From Caenorhabditis elegans to the Human Connectome: A Specific Modular Organisation Increases Metabolic, Functional, and Developmental Efficiency

TL;DR

This study compares neural networks of C. elegans and human brains to benchmark networks, revealing specific properties like higher clustering, shorter wiring, and lower entropy that suggest optimized neural organization beyond modularity.

Contribution

It demonstrates that neural connectomes possess unique structural features not solely explained by modularity, highlighting their specialized efficiency and organization.

Findings

Higher clustering coefficients than benchmarks

Reduced wiring length compared to similar modularity networks

Lower algorithmic entropy indicating simpler organization

Abstract

The connectome, or the entire connectivity of a neural system represented by network, ranges various scales from synaptic connections between individual neurons to fibre tract connections between brain regions. Although the modularity they commonly show has been extensively studied, it is unclear whether connection specificity of such networks can already be fully explained by the modularity alone.

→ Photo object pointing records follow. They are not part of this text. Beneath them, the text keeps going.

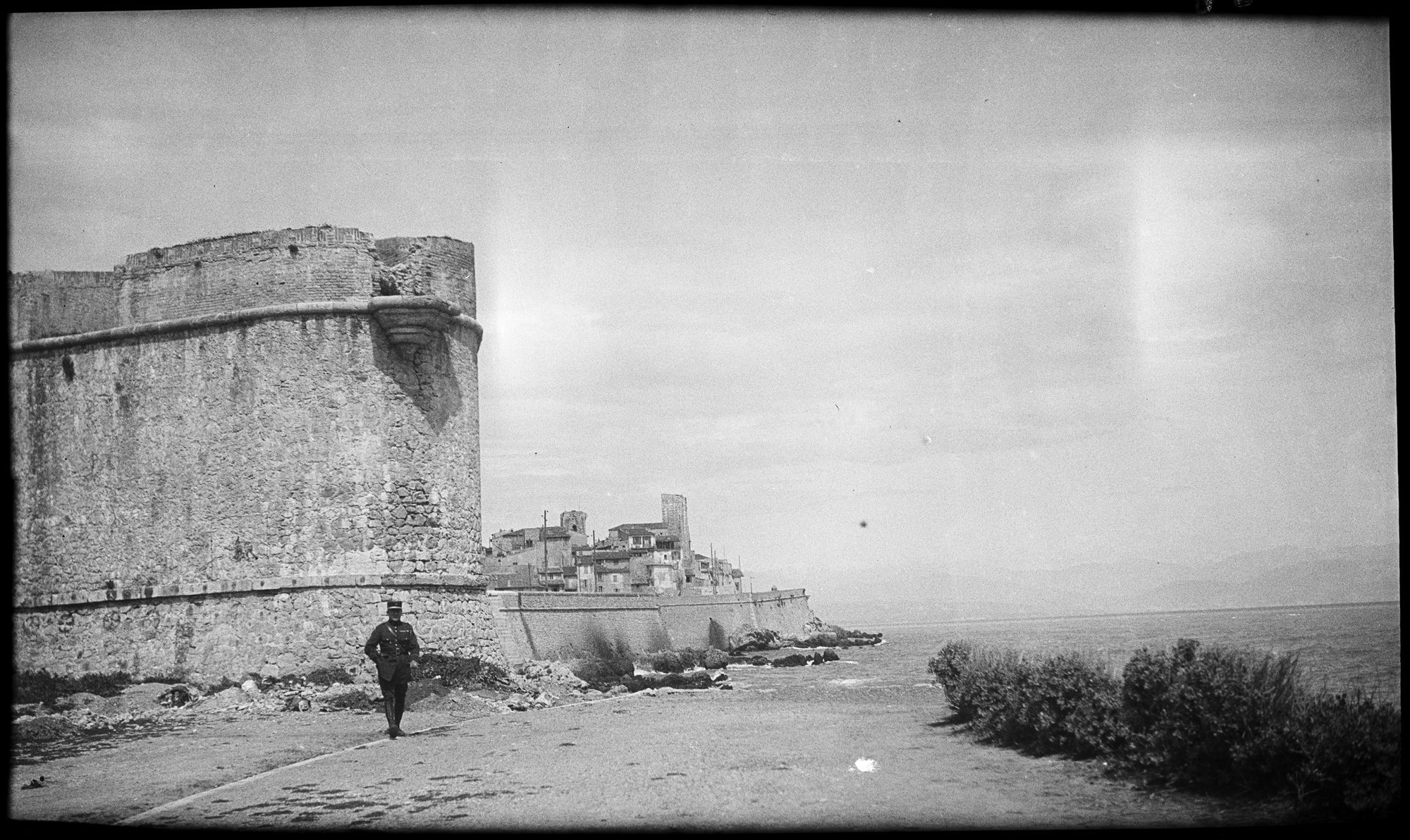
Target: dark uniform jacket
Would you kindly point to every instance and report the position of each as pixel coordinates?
(393, 648)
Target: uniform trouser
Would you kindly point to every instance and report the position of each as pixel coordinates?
(394, 701)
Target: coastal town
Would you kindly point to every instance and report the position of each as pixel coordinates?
(642, 559)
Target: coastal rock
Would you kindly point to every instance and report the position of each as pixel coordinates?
(26, 711)
(596, 672)
(549, 672)
(77, 701)
(350, 697)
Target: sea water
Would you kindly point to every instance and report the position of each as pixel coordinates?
(1340, 646)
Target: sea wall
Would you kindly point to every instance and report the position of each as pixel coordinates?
(562, 625)
(263, 407)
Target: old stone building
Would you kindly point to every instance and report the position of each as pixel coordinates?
(226, 455)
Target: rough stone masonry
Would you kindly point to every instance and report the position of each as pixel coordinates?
(228, 455)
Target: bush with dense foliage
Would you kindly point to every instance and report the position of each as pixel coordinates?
(463, 672)
(1205, 718)
(676, 662)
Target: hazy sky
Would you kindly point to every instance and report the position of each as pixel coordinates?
(1016, 291)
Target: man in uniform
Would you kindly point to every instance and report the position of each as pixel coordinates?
(393, 646)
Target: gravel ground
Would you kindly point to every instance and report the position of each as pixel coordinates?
(779, 752)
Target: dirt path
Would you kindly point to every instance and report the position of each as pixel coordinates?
(768, 755)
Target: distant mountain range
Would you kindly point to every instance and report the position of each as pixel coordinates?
(1274, 577)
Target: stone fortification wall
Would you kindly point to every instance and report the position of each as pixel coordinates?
(287, 626)
(47, 304)
(559, 625)
(250, 416)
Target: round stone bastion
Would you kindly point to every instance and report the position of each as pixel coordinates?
(229, 455)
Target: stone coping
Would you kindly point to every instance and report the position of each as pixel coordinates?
(513, 601)
(139, 594)
(280, 311)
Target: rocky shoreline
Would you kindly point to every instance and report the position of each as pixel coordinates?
(84, 719)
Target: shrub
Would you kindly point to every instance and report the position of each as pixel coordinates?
(42, 687)
(1065, 704)
(463, 672)
(675, 662)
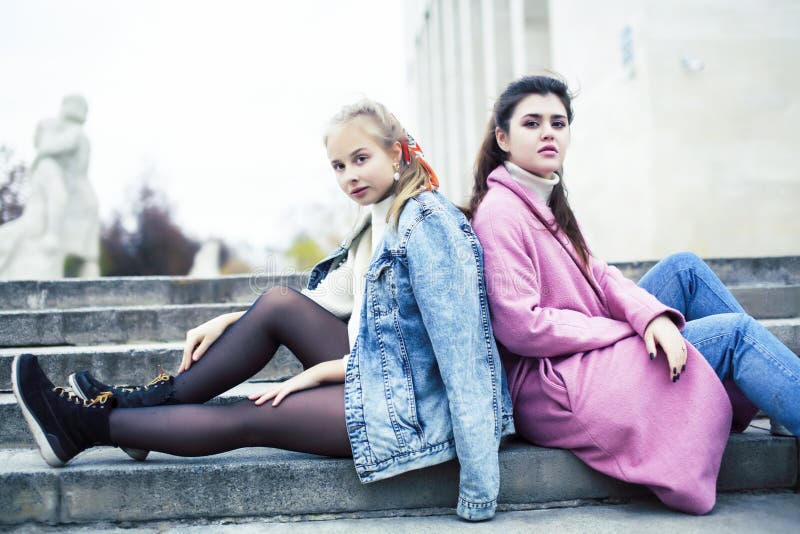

To answer this question, we study two networks, the neuronal network of C. elegans and the fibre tract network of human brains yielded through diffusion spectrum imaging (DSI). We compare them to their respective benchmark networks with varying modularities, which are generated by link swapping to have desired modularity values but otherwise maximally random. We find several network properties that are specific to the neural networks and cannot be fully explained by the modularity alone. First, the clustering coefficient and the characteristic path length of C. elegans and human connectomes are both higher than those of the benchmark networks with similar modularity. High clustering coefficient indicates efficient local information distribution and high characteristic path length suggests reduced global integration. Second, the total wiring length is smaller than for the alternative configurations with similar modularity. This is due to lower dispersion of connections, which means each neuron in C. elegans connectome or each region of interest (ROI) in human connectome reaches fewer ganglia or cortical areas, respectively. Third, both neural networks show lower algorithmic entropy compared to the alternative arrangements. This implies that fewer rules are needed to encode for the organisation of neural systems.